The ability to use the mind to control pain pathways is completely separate to the physical. Can you think of a time in your life when changing your mindset has minimized your perception of pain? To do this, you use a technique called cognitive self-regulation.
There are 2 pathways in the brain that contribute to the pain sensation we feel.
Pathway 1: Signals are sent via nerves to describe the intensity of painful stimuli.
Pathway 2: Effects of cognitive regulation on pain perception, and involves increasing activity in the medial prefrontal cortex and nucleus accumbens
Theories of pain perception
specific pain receptors transmit signals to a “pain center” in the brain that produces the perception of pain.

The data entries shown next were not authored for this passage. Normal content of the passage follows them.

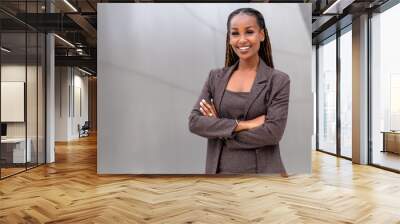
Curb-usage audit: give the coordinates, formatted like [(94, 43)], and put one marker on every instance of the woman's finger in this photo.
[(213, 107), (202, 111), (207, 105), (205, 109)]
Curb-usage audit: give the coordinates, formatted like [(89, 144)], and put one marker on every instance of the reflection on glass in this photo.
[(386, 88), (31, 101), (13, 86), (346, 94), (41, 98), (327, 97)]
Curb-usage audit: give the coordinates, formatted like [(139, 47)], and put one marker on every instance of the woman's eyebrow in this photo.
[(247, 27)]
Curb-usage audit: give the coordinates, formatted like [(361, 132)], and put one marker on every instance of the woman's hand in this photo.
[(208, 109), (249, 124)]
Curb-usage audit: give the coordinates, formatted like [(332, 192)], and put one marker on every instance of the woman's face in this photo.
[(245, 36)]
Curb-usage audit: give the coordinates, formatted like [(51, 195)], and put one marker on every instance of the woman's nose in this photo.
[(242, 39)]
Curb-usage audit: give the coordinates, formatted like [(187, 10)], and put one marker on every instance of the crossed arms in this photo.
[(250, 134)]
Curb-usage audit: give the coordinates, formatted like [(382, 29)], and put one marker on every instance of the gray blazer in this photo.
[(269, 95)]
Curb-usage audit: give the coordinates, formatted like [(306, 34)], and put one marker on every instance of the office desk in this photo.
[(391, 141), (13, 150)]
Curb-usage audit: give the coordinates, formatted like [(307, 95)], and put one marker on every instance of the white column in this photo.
[(360, 90)]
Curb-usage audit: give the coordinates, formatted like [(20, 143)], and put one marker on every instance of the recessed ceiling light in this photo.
[(70, 5), (84, 71), (5, 50)]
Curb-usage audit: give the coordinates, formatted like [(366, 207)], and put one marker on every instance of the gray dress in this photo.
[(232, 107)]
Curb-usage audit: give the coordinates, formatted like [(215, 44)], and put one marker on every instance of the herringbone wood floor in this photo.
[(70, 191)]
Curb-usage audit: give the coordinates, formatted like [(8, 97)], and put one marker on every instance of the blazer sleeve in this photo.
[(209, 127), (271, 132)]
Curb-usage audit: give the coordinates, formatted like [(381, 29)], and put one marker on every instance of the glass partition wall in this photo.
[(385, 89), (22, 88), (334, 90)]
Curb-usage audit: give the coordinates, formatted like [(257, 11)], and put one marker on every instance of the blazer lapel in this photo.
[(258, 85), (221, 86)]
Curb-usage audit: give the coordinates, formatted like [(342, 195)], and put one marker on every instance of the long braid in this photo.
[(264, 52)]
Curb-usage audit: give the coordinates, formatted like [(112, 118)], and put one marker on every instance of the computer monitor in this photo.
[(3, 129)]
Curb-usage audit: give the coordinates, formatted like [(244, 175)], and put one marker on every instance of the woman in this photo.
[(243, 108)]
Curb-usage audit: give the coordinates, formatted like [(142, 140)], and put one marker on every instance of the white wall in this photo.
[(152, 65), (68, 82)]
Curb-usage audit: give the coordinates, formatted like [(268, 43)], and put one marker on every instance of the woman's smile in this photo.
[(243, 49)]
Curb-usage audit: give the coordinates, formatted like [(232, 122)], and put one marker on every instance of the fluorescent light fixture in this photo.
[(65, 41), (5, 50), (70, 5), (84, 71)]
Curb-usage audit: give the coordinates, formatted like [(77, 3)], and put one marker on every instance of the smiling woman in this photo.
[(243, 107)]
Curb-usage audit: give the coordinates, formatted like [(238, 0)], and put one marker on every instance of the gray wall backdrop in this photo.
[(153, 60)]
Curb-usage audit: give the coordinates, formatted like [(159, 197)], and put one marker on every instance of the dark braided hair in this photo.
[(265, 46)]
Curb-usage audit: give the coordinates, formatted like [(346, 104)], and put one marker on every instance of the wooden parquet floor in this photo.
[(70, 191)]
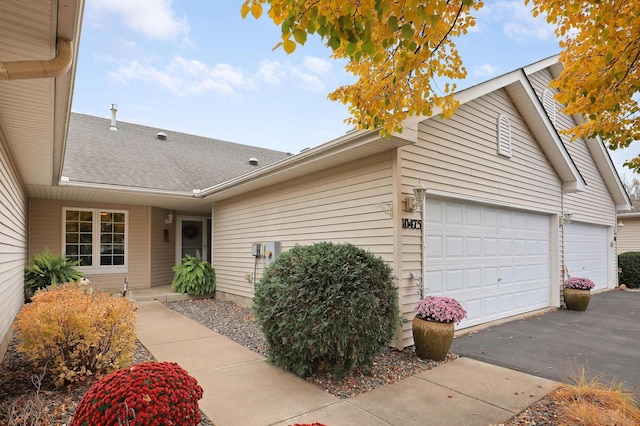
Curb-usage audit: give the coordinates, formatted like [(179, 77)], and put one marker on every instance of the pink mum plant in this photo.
[(440, 309), (579, 283)]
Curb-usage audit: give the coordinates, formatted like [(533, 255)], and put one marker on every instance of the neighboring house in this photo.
[(493, 231), (38, 52), (629, 234)]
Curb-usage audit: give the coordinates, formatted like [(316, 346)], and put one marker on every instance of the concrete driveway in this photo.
[(605, 339)]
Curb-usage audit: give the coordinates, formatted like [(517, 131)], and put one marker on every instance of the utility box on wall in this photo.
[(271, 250)]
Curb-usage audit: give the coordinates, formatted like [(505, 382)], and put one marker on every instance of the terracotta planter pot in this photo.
[(576, 300), (432, 339)]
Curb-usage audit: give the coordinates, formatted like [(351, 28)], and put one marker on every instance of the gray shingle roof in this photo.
[(134, 156)]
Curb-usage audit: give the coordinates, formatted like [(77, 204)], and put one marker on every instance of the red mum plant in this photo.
[(149, 394)]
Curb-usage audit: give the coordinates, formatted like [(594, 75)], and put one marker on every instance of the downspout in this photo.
[(25, 70)]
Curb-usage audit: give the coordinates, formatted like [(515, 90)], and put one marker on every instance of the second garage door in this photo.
[(586, 252), (494, 261)]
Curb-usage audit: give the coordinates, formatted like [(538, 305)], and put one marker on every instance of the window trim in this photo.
[(504, 147), (95, 232)]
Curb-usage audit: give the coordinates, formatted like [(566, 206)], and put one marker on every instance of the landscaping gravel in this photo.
[(238, 324)]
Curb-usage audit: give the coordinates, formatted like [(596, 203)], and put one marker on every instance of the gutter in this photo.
[(131, 189), (26, 70)]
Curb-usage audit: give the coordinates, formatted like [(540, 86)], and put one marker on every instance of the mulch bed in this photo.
[(56, 406)]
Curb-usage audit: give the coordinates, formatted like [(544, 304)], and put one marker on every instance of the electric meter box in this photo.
[(271, 250)]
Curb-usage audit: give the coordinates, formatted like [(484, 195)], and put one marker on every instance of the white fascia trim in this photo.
[(124, 188), (577, 182), (467, 95), (628, 215), (541, 64), (607, 170), (334, 147)]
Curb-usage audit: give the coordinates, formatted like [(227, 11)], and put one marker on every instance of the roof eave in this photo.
[(350, 147), (607, 170), (521, 92)]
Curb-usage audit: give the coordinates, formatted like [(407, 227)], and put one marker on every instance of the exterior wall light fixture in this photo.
[(413, 203), (169, 219)]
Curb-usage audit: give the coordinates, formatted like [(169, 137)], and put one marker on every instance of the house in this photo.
[(124, 191), (629, 235), (38, 56), (511, 209)]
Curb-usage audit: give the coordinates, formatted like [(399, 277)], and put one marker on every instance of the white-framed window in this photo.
[(504, 136), (549, 105), (97, 238)]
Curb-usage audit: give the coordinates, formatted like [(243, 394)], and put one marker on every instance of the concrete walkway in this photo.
[(242, 388)]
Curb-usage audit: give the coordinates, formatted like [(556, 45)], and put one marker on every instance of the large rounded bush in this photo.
[(629, 263), (150, 394), (327, 305)]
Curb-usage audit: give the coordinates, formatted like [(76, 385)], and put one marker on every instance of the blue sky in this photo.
[(196, 66)]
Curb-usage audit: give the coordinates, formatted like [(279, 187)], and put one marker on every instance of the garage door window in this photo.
[(97, 238)]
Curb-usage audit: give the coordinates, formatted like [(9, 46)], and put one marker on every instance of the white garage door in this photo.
[(586, 252), (494, 261)]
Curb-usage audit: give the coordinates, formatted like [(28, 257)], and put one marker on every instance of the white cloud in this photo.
[(186, 77), (318, 66), (517, 21), (183, 76), (271, 72), (153, 18), (485, 71), (308, 76)]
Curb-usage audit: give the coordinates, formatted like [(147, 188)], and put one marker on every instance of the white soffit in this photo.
[(27, 31)]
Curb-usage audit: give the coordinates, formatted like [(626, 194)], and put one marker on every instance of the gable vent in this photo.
[(549, 105), (504, 136)]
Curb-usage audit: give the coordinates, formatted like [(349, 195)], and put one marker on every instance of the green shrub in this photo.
[(149, 394), (630, 264), (194, 276), (327, 305), (76, 333), (46, 269)]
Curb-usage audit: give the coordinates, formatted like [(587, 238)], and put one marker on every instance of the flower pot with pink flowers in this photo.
[(577, 293), (433, 326)]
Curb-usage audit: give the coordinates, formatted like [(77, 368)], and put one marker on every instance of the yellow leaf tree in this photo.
[(600, 44), (397, 48), (394, 48)]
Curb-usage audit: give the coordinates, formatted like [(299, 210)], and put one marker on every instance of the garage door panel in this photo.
[(503, 267), (586, 252)]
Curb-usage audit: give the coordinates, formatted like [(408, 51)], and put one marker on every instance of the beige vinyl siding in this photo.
[(337, 205), (13, 245), (458, 158), (45, 221), (163, 253), (629, 236)]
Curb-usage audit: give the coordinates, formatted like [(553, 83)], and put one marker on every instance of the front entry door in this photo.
[(192, 238)]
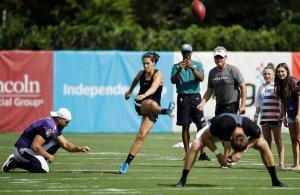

E.g. soldiers may report little or no pain in relation to a serious wound in war time that would otherwise be excruciating.
pain signals are sent to the brain only when stimuli sum together to produce a specific combination or pattern.
Gate Control Theory
“top-down” brain influences on pain perception as well as the effects of other tactile stimuli (e.g. rubbing a banged knee) in appearing to reduce pain
Why is Pain so Complicated?
Pain has been reported by people for whom there is no physiological evidence for feeling pain.
Environmental factors and individual differences make pain a subjective experience that is difficult to assess.
Research on pain is limited by ethics restrictions that minimize animal subjects’ pain and suffering, and not many humans volunteer for pain studies.
The assessment of pain levels is a very individual thing, each of us has a different pain threshold. The important thing to remember is, whatever our pain threshold, our mind has the ability to overtake the physical, if we work with it and let it.